The third edition of London Design Biennale has already taken over Somerset House. Visitors can explore over 30 pavilions, from countries all over the world, from now until 27 June.
Each of these pavilions showcases leading international design thinking and helps exchange visions of the ripple effect that ground-breaking design concepts have on the way we live, and the choices we make. This is what the London Design Biennale is all about.
Installations and presentations respond to the theme ‘Resonance,’ and Artistic Director Es Devlin’s call to action: how can design provide solutions to the major challenges and crises the world faces today?
From the pandemic to climate change, equality to migration, through international collaboration, policy making and communication, pavilions explore the role that design can play in changing the world for the better.
Visitors will create music through interactive installations, spend time in spaces that encourage meditation, share stories, explore immersive environments, and experience new perspectives on their surroundings.
One of the largest and most anticipated installations comes from Es Devlin herself. Forest for Change is a pop-up forest, which has taken over their famous courtyard. The forest features 400 towering trees in a spectacular collision of art and nature.

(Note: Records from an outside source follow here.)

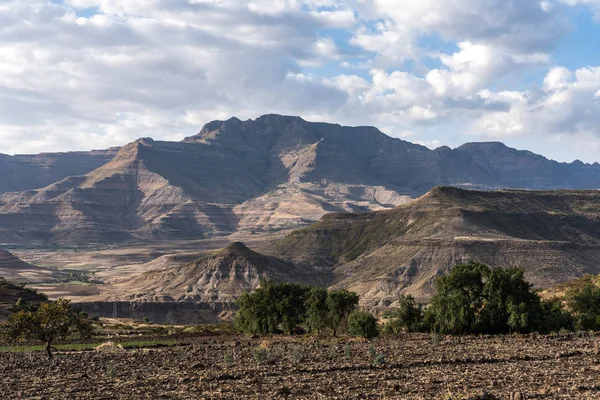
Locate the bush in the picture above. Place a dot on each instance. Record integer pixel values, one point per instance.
(272, 308)
(407, 317)
(50, 321)
(474, 298)
(553, 317)
(282, 307)
(362, 324)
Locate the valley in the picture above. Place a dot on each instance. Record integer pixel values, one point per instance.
(195, 223)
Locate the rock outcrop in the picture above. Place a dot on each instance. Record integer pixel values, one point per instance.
(26, 172)
(554, 235)
(272, 173)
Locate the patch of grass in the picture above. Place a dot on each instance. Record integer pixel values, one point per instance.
(140, 344)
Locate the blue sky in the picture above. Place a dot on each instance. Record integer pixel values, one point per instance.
(81, 74)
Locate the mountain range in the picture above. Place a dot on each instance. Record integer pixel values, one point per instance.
(272, 173)
(553, 235)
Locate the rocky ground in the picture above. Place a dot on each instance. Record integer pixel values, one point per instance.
(406, 367)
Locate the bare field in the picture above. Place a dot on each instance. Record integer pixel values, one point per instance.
(408, 367)
(110, 264)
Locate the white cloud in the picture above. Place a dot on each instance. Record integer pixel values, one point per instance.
(567, 106)
(162, 68)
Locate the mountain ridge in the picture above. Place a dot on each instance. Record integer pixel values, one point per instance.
(271, 173)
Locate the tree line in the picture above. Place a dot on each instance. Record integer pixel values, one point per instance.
(471, 299)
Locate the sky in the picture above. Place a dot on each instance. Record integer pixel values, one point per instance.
(90, 74)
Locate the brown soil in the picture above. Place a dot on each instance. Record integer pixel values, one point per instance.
(416, 367)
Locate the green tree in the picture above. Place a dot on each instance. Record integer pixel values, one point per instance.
(362, 324)
(474, 298)
(510, 305)
(458, 299)
(49, 322)
(407, 316)
(340, 304)
(317, 313)
(271, 308)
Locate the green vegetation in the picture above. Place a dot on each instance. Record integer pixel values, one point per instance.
(474, 298)
(362, 324)
(408, 316)
(49, 322)
(584, 302)
(471, 299)
(135, 344)
(283, 307)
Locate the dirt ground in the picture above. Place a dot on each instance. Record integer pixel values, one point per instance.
(406, 367)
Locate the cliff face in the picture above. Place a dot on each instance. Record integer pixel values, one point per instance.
(26, 172)
(554, 235)
(272, 173)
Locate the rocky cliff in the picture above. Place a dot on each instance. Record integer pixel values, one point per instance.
(272, 173)
(25, 172)
(554, 235)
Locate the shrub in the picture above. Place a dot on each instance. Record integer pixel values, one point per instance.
(553, 317)
(340, 304)
(271, 308)
(362, 324)
(474, 298)
(283, 307)
(585, 304)
(407, 317)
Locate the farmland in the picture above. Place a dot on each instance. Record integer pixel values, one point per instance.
(409, 366)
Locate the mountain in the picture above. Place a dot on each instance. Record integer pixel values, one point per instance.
(26, 172)
(217, 278)
(554, 235)
(9, 261)
(272, 173)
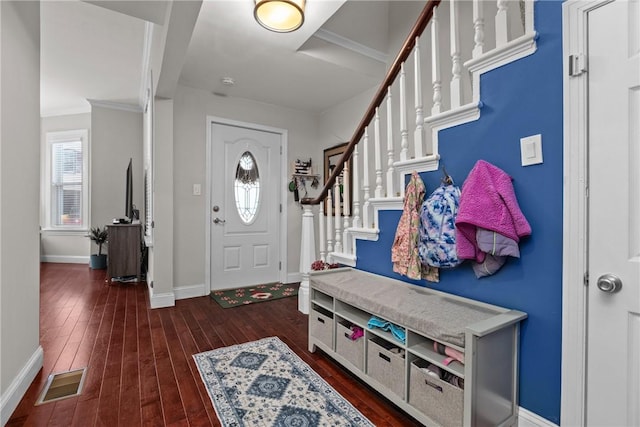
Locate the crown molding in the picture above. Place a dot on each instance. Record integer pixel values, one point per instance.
(123, 106)
(338, 40)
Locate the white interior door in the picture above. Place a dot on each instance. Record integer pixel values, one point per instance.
(245, 206)
(613, 357)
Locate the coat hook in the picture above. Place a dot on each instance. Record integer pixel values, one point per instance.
(446, 179)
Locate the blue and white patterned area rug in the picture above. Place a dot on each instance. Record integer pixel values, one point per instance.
(264, 383)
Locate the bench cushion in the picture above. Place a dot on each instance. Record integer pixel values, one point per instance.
(422, 310)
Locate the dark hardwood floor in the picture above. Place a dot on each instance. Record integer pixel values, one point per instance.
(140, 366)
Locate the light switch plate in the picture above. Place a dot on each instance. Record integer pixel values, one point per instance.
(531, 150)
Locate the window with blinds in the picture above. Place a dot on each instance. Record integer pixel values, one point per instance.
(67, 203)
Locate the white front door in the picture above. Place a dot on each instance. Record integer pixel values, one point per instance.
(245, 206)
(613, 341)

Elegantly defying the original Enlightenment principles of Somerset House, which specifically prohibited trees in the courtyard, she has provided the must-see art exhibition of 2021, and we are so damn pumped to check it out.

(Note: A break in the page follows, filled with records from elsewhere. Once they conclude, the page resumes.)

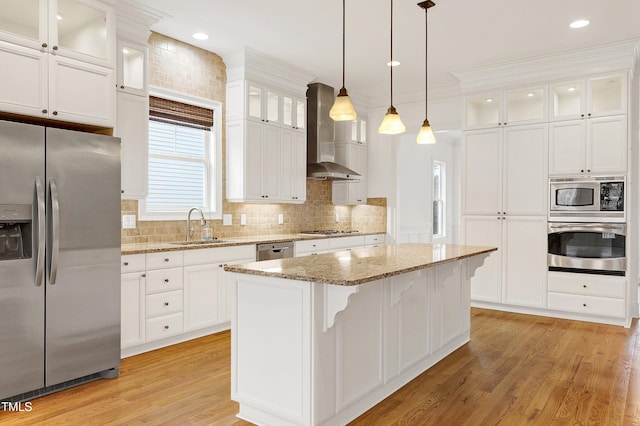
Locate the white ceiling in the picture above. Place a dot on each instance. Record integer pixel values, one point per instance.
(463, 34)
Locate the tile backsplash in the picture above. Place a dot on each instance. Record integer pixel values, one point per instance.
(262, 219)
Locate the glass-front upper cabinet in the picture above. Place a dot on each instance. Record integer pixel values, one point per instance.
(293, 112)
(517, 106)
(597, 96)
(263, 104)
(132, 68)
(80, 29)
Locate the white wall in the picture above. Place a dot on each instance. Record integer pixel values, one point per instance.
(400, 169)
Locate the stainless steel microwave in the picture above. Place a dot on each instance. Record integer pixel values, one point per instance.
(582, 199)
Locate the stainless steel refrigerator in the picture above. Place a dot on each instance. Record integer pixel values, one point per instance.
(59, 259)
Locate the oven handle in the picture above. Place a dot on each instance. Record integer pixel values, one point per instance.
(618, 229)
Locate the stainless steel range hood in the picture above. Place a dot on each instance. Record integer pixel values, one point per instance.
(321, 163)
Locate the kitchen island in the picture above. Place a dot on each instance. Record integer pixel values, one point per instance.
(318, 340)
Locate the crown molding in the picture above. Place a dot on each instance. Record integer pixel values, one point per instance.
(134, 20)
(605, 58)
(251, 64)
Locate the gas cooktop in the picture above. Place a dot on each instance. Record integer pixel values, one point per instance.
(327, 232)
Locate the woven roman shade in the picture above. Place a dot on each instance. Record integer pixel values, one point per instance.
(173, 112)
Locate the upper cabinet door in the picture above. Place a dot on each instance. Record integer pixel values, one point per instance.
(597, 96)
(83, 30)
(24, 22)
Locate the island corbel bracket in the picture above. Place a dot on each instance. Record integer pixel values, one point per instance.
(336, 299)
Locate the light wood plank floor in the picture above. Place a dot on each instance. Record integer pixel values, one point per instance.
(517, 369)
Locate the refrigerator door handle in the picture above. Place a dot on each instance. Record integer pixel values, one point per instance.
(55, 230)
(41, 230)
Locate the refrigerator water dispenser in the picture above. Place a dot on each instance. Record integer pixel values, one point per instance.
(15, 231)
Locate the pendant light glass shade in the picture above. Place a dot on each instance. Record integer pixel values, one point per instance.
(425, 136)
(342, 109)
(391, 123)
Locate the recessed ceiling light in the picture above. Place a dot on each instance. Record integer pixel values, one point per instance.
(200, 36)
(580, 23)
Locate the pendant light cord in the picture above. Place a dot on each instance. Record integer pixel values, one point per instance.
(426, 62)
(343, 36)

We’re also pumped too see Enni-Kukka Tuomala’s Empathy Echo Chamber. It is an inflatable installation and a reflective space – both literally and emotionally. The Pavilion is made of a reflective material and inside, visitors are encouraged to reflect on their experiences and perspectives together and respond to each other through empathy.

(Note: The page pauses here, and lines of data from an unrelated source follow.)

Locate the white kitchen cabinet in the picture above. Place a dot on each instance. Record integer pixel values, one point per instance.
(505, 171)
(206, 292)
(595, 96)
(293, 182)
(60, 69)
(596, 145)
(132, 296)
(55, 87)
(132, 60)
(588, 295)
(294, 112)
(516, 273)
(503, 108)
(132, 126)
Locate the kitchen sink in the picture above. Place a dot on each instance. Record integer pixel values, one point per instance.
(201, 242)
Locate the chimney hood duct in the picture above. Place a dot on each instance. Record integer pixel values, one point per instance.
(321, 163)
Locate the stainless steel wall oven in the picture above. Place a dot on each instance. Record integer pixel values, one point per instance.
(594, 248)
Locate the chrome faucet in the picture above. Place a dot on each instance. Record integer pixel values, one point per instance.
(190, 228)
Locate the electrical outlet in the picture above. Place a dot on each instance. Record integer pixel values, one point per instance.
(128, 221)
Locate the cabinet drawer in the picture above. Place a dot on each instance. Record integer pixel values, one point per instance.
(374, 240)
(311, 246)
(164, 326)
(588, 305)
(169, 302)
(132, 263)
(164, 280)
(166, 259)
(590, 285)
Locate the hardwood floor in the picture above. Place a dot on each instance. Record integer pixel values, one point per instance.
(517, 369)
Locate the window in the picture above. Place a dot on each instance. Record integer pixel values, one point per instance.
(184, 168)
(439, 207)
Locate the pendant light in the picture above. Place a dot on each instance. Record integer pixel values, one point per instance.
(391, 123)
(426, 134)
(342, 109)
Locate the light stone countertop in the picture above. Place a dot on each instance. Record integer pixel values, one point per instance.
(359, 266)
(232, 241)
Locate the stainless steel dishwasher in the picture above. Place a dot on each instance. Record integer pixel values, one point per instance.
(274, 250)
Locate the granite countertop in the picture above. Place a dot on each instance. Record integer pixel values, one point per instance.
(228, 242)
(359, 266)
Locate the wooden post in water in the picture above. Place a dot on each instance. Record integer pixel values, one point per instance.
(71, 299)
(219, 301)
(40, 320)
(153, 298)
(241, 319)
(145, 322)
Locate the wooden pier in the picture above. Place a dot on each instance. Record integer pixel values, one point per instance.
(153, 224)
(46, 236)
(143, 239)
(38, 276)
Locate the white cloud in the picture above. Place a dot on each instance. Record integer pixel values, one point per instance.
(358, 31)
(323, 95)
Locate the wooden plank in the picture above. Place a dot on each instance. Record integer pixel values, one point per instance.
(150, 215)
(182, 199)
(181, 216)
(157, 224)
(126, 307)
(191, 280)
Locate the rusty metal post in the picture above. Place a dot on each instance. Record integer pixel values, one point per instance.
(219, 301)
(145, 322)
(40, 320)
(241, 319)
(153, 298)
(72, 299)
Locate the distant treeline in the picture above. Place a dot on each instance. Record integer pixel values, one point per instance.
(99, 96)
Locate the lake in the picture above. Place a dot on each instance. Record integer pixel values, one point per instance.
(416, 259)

Unlike the echo chamber which only reflects back what we already know and think, the “Empathy Echo Chamber” is a positive and communal echo chamber of exchange where participants are prompted to step outside themselves to really see and be seen by each other.
But there’s much more to see than these two installations. Other pavilions participating include Antarctica, Argentina, Austria, Canada, Chile, Czech Republic, Germany, Ghana, Greece, Guatemala, Hong Kong, India, Indonesia, Ireland, Israel, Japan, Latvia, Poland, Taiwan, and Venezuela, with Italy, Nile Region, Norway, New York City, and Pakistan taking part digitally. There’s so much going on at Somerset House. Don’t miss it!